我说的超周期炒作,比如领导人说我们要建设幸福城市然后就说我们这里就是最幸福的城市;比如政府说要在未来多少年推动人工智能的发展,然后遍地全部是人工智能的项目;比如某种技术非常具有未来发展的潜力,但是把各类技术都包装成了这类技术。
其实超周期炒作的特点首先建立在趋势是对的,方向是对的,但是就周期本身而论还在酝酿与萌芽期的事物,被炒作成了成熟、半成熟与即将成熟的事物,似乎再不动手就没有机会了。在通常的情况下,这个时候的大部分人其实不知道这些概念背后意味着啥,也不知道实际上这类事物的发展轨迹,而恰恰是这种知识与信息的不对称,借助于行政政策温度与名人炒作的气氛,使得其牟利效应产生。
在大部分的情况下,这类炒作有利于掌握核心资源分配、话语资源表达与对跨周期掠夺效应没有心理负担的投资者。比如这类商业概念,有利于股市上二级市场的炒作操纵,或者在自己已经重仓的前提下,加速实现短期利好预期的聚集,从而实现更大的接盘与退出效果。因为方向本身的正确性,超周期炒作者的投机属性更容易被掩盖。
超周期炒作密集在创新领域,因为创新所以信息与知识的对称性落差就比较大。它的非道义性在于它更容易消减人们对于趋势的信心,人们把对于超周期炒作中被操纵看成对于趋势的否定,而操纵者相对拥有较好的趋势认识,因此可以在早期操纵成功后实现在趋势成熟之后的二次获利。

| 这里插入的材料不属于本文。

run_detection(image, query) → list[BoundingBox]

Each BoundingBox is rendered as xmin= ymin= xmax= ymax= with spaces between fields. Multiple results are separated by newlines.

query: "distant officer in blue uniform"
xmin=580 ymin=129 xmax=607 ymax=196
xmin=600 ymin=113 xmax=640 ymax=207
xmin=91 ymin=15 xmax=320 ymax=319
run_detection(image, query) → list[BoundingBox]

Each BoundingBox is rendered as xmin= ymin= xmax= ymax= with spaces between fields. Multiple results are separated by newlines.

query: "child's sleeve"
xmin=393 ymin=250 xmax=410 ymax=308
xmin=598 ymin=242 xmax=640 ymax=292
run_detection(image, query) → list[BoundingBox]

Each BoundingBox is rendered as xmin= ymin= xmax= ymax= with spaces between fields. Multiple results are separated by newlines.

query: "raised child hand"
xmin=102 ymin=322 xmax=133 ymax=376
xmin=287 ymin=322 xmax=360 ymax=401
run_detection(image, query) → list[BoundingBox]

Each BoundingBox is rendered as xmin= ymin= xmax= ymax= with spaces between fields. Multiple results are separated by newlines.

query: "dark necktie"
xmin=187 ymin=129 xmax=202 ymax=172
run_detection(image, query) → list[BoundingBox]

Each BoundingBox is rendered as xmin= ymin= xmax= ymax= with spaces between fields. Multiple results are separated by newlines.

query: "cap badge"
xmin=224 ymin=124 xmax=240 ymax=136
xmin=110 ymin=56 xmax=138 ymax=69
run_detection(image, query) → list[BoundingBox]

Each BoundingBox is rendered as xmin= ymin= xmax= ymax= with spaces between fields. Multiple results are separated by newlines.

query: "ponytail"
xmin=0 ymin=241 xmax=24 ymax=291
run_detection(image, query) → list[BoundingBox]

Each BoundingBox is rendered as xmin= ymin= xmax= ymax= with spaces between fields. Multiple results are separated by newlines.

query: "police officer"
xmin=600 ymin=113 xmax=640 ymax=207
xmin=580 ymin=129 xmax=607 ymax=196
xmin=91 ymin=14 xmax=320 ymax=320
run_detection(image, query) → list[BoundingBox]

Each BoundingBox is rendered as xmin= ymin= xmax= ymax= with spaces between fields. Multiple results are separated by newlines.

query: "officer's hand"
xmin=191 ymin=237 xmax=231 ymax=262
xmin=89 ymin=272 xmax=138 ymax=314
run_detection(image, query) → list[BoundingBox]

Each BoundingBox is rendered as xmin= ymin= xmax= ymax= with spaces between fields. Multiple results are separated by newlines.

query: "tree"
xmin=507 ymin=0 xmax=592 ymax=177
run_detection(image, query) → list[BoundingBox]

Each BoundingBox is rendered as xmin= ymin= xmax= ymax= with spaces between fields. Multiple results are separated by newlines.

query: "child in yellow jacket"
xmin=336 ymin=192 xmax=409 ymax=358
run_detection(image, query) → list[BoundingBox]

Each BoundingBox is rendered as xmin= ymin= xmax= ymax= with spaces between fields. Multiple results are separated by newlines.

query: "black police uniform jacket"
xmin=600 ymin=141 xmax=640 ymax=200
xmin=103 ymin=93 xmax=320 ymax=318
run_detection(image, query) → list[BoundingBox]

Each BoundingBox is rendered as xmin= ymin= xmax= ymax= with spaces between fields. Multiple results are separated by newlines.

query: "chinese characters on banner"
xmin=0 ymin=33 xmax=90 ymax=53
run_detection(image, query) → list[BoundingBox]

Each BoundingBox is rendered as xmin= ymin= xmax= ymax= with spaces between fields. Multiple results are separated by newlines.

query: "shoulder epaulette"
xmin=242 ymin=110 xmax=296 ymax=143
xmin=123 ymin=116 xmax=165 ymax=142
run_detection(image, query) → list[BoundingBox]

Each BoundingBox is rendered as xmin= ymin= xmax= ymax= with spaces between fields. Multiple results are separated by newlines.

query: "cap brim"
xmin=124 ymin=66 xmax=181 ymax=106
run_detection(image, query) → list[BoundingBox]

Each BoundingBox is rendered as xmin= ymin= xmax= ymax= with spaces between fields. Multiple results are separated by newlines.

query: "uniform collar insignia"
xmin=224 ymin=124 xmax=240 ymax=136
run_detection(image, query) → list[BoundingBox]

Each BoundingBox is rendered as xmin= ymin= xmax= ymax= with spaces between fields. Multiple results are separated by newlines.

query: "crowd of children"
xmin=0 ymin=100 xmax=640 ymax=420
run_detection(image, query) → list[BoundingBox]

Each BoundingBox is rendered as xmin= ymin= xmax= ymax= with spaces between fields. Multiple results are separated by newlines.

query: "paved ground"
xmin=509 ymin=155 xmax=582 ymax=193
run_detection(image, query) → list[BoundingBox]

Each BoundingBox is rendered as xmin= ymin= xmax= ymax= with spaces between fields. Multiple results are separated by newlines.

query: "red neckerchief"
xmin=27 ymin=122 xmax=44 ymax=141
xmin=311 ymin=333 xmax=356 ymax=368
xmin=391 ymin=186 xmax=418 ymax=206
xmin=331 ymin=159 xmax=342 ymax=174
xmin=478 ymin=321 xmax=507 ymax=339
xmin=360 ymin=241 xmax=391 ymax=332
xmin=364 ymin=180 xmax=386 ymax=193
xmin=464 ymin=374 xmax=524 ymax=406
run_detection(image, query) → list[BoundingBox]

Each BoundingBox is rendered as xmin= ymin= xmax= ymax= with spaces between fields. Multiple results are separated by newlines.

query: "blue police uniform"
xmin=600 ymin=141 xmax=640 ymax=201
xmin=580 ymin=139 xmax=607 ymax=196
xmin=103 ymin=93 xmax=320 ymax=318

其实我们观察在O2O、共享经济、物联网技术领域中都可以看到类似的操作,而在现在对于AR/VR、人工智能、区块链的超周期炒作,也可能产生类似的效应。超周期炒作,也在政策层面中混淆了长期目标与近期价值之间的界限,导致大量政策资源被投注于虚假包装的事物上,而在这样的包装效应衰减后会直接导致人们的可持续投入意愿减弱,增加了未来长期政策驱动的重启成本。